Макрон призадумался. Судя по словам паренька, легион вот-вот должен был сняться с насиженного шестка. Приказ сдать деньги понятен. Монеты весят немало, а ничто лишнее не должно отягощать в походе солдат. А вот со списком имущества дело поинтереснее. Эта затея указывает, что марш будет долгим. И потому у легионеров изымут все личные вещи, чтобы что-то принять на хранение, а что-то продать. Хуже всего, заключил Макрон, что ему придется к месту нового назначения трястись в больничной повозке. Радости от такого путешествия мало. Маршировать, может быть, и утомительнее, но всяко приятней и веселей.

– Известно, куда нас направят?

– Официально нет, командир. Но пробежал слушок, что в Британию. Вместе с другими войсками.

– В Британию? Да на кой она Риму? Дикий сырой остров, там одни топи. Позариться на него может лишь тот, у кого не в порядке с башкой.
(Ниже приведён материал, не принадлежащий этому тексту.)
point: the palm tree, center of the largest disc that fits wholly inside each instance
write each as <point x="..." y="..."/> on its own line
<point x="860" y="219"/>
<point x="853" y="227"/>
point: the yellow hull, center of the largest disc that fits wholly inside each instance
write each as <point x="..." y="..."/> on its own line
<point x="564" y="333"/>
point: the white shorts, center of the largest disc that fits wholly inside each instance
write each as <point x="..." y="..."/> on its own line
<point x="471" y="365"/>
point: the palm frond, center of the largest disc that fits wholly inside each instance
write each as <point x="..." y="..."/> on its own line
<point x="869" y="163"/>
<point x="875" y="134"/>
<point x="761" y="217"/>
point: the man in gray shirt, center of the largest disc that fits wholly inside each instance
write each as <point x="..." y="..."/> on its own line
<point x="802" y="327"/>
– Так говорят, – отозвался Катон. – А потом, командир, где это сказано, что у нашего императора с головой все в порядке?

– Верно замечено, – рассмеялся Макрон. – Послушай, я понимаю, что на тебя навалилась куча всего, но тут уж ничего не поделаешь. По существу, командование центурией и заключается в такого рода работе. Тебе просто нужно малость привыкнуть, а документы и прочее пусть оформляет Пизон.